Every year, at least once a year, I read the The Hobbit and Tolkien's trilogy. I've been doing this for about ten years now and still get something new out of them when I'm reading. Sometimes it's a general realisation of patterns and concepts, but often I simply read more thoroughly or with greater attention a passage that I'd previously skimmed or read fleetingly. I also find that different aspects of the book are appealing or repugnant to me at different times.
Since the movie came out, I find myself less interested in the travels of Sam and Frodo with Gollum. While Andy Serkis was undoubtedly sensational and the CGI was amazing, I find that Gollum is now more tedious to me than he ever was before and Frodo seems, well, shallower. Elijah Wood just didn't carry it off for me and the scripting for the section approaching Cirith Ungol, in which Frodo breaks from Sam, was just wrong.

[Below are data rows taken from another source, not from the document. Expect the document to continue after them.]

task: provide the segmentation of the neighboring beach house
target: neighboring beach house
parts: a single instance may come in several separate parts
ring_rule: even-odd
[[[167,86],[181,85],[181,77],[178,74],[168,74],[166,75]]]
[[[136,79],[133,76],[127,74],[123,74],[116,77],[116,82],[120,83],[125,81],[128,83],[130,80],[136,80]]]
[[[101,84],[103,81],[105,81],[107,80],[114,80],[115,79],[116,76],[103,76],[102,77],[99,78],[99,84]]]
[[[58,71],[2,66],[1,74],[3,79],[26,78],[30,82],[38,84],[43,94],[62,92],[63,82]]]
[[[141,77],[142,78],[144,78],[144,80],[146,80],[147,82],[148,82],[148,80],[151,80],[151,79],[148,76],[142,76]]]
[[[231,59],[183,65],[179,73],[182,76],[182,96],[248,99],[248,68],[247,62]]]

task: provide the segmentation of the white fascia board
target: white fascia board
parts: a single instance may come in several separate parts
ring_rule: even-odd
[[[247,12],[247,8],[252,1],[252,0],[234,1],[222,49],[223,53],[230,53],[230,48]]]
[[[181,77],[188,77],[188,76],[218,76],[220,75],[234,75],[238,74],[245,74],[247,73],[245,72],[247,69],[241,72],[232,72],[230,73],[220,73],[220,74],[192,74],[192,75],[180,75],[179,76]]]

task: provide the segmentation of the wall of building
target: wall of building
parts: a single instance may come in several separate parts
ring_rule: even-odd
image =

It's funny, though, how the movie coloured my reading of the books. For the most part, I found that the scenery fit beautifully with my vision of Middle Earth. I wasn't too upset by the fact that they cut certain bit here and there, like Bombadil and Farmer Maggot's mushroom meal. One of the things that I noticed last night, as I was finishing up the Return of the King and its appendices (yes, I read the appendices) was that I was taking great delight in the Scouring of the Shire and the appendices telling what happened to whom after all was said and done.
They left the scouring of the Shire out of the movie and this, to my mind, was perhaps the one unforgivable cut. The whole point of the four Hobbits going on the "Mission. Quest. Thing." (to quote Pippin in the movie) was to both give them a place in the wider world and to train them to reclaim the Shire for their people. Pippin and Merry just fizzle away at the end and Sam never gets to use Galadriel's gift. This was, in fact, the most important gift of them all, as it looked beyond the quest and danger into a hope of the future and what they were actually fighting for. I can cut Peter Jackson a lot of slack, but chopping out Sam's gift almost ruined the series for me.
I'm always a little sad when I finish up the series, not because of the ending of the book but because it's done for another little while and I have to find something else to read before bed. That's the one thing about nice long books; they eliminate the need to find other reading material for a period.